According to Dr Cashman, disorders such as CJD – suffered by roughly one in 10,000 people – typically develop in the 60 to 70 year-old age group. With urine donations tending to comefrom older women, the risk of transmission of infectious prions may increase, he said. Unlike the blood-donor system, current urine-collection systems pool the urine of thousands of donors, so individual donors cannot be traced.

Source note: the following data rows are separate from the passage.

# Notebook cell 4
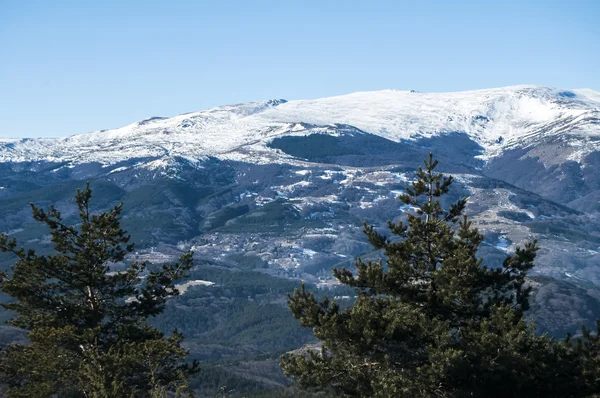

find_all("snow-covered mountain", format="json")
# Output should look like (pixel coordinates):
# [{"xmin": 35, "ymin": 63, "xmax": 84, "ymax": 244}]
[
  {"xmin": 0, "ymin": 86, "xmax": 600, "ymax": 334},
  {"xmin": 0, "ymin": 86, "xmax": 600, "ymax": 167}
]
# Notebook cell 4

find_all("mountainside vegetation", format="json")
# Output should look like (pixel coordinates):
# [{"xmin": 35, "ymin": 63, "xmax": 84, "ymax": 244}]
[
  {"xmin": 0, "ymin": 186, "xmax": 198, "ymax": 397},
  {"xmin": 0, "ymin": 154, "xmax": 600, "ymax": 398},
  {"xmin": 281, "ymin": 154, "xmax": 600, "ymax": 397}
]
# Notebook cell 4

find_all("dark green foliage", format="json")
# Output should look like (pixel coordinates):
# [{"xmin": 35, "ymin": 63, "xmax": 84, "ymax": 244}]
[
  {"xmin": 281, "ymin": 155, "xmax": 598, "ymax": 397},
  {"xmin": 0, "ymin": 185, "xmax": 197, "ymax": 397}
]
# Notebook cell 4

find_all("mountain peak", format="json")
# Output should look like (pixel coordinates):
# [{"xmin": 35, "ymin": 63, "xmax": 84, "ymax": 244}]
[{"xmin": 0, "ymin": 85, "xmax": 600, "ymax": 164}]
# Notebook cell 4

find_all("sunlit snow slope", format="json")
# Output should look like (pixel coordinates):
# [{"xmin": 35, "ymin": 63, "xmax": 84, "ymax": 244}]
[{"xmin": 0, "ymin": 86, "xmax": 600, "ymax": 167}]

“Based on the information we now have – including the detection of prions in urine of experimental animals, the relative ease of human-to-human transmission, the risk of prion infection through fertility drug injections, and the young age of fertility drug recipients – it is important to consider whether the risks of these products may now outweigh their benefits,” he says, adding that the extent of the risk is at this point difficult to determine and further scientific study is required.

The study was led by Dr Cashman and Dr Krewski collaborated in the study, examining the risk management implications of the study results. Dr Alain Van Dorsselaer, CNRS research director at Strasbourg University and director of the Analytical Sciences Department at the Hubert Curien Institute in France, applied proteomic techniques to document the presence of prion protein in urine-derived fertility drugs.